Tan súbita evidencia —pues evidencia era, a pesar del horror— me causó el efecto más pasmoso, me hizo —allí mismo— vibrar de repente, armada de valor y sentido del deber, y hablo de valor porque ya estaba —sin sombra de duda— muy lanzada. Salí corriendo de la sala, alcancé la puerta de la casa, crucé la entrada en un instante y, tras recorrer la terraza a toda velocidad, doblé una esquina y llegué al punto donde lo tendría enteramente a la vista, pero nada había ya que ver allí: mi visitante se había esfumado. Me detuve, tan aliviada, que a punto estuve de desplomarme, pero me quedé contemplando todo el panorama… le di tiempo para reaparecer. Digo tiempo, pero ¿cuánto fue? Hoy me resulta difícil precisar la duración de tales sucesos. Debí de perder esa noción: no es posible que en realidad se prolongaran tanto como a mí me pareció. La terraza y todo el espacio, el césped y —más allá— el jardín y todo lo que alcanzaba a ver del parque estaban totalmente desiertos. Por más que hubiera macizos de arbustos y grandes árboles, recuerdo haber tenido la absoluta certeza de que no se ocultaba tras ninguno de ellos. O estaba allí o no estaba… y, si yo no lo veía, no podía estar. Me pareció evidente; después, en vez de regresar por donde había venido, me dirigí —sin pararme a pensar— a la ventana.
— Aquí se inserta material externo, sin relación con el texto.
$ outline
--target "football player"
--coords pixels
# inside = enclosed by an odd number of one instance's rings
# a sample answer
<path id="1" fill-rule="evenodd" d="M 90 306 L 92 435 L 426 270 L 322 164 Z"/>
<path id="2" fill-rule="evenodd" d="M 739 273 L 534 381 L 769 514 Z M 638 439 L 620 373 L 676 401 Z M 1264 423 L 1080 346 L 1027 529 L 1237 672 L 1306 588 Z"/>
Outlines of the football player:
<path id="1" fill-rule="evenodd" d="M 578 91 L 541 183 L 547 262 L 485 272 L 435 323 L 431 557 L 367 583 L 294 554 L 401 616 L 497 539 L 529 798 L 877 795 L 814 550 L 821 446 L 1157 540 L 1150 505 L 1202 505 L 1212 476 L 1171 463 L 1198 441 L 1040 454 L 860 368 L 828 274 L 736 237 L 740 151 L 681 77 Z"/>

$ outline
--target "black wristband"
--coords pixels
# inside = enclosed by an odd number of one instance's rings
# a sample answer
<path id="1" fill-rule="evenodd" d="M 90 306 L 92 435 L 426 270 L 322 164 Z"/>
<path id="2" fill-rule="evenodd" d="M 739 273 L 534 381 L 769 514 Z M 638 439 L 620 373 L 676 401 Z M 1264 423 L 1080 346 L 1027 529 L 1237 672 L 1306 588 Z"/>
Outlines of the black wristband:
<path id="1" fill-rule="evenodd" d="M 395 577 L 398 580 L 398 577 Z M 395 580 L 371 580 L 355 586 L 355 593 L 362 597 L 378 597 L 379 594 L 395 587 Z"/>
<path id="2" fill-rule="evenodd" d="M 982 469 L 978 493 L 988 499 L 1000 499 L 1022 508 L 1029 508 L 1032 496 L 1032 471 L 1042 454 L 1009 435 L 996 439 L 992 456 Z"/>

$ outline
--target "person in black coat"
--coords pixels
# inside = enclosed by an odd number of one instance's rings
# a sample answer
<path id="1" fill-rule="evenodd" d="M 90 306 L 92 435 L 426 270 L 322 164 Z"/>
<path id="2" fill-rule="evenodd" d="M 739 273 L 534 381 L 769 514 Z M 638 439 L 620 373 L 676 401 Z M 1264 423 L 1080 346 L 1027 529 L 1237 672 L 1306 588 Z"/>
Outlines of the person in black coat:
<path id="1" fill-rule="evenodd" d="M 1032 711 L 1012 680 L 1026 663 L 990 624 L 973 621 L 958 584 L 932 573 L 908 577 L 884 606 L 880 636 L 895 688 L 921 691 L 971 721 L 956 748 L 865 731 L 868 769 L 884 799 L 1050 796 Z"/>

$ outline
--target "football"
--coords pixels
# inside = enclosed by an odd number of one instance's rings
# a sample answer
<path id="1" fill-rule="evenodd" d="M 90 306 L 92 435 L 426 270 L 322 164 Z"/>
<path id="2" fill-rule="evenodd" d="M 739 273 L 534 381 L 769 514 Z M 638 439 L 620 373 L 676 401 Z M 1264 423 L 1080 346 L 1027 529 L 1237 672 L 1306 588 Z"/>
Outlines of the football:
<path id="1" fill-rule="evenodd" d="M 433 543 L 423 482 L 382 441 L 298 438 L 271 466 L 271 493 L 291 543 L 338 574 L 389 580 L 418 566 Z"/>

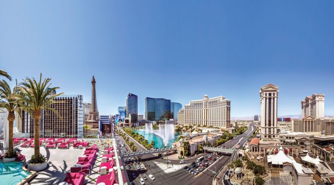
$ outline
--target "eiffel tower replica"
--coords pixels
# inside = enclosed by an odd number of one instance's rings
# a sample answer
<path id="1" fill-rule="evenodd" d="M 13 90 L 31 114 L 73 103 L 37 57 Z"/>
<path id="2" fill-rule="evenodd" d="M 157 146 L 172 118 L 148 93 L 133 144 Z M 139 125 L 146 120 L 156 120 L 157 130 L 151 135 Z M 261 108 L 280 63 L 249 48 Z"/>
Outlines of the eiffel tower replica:
<path id="1" fill-rule="evenodd" d="M 92 129 L 98 129 L 100 115 L 99 115 L 99 111 L 98 111 L 97 104 L 96 103 L 96 92 L 95 92 L 95 83 L 96 82 L 95 82 L 95 78 L 94 78 L 94 75 L 93 75 L 92 78 L 91 82 L 92 101 L 90 108 L 89 109 L 88 119 L 85 121 L 84 124 L 86 126 L 90 126 Z"/>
Sentí la vaga necesidad de colocarme donde él había estado y así lo hice; apoyé la cara en el cristal y miré, como él, hacia dentro. En aquel momento la señora Grose —como para mostrarme exactamente lo que él había visto— entró —tal cual acababa de hacer yo para él— en el comedor, procedente del vestíbulo. Así, se me representó de nuevo por entero lo que ya había ocurrido. Ella me vio como había visto yo a mi visitante; se detuvo en seco, igual que yo; en cierto modo le provoqué un sobresalto semejante al mío. Empalideció, con lo que me pregunté si me habría quedado yo tan blanca. En una palabra, se me quedó mirando fijamente y retrocedió, como siguiendo mis huellas, y comprendí que había salido y había dado la vuelta para llegar hasta mí y que no tardaría en verla aparecer. No me moví de donde me encontraba y, mientras esperaba, me vinieron muchos pensamientos a la cabeza, pero me limitaré a expresar tan sólo uno: no entendía por qué había ella de asustarse.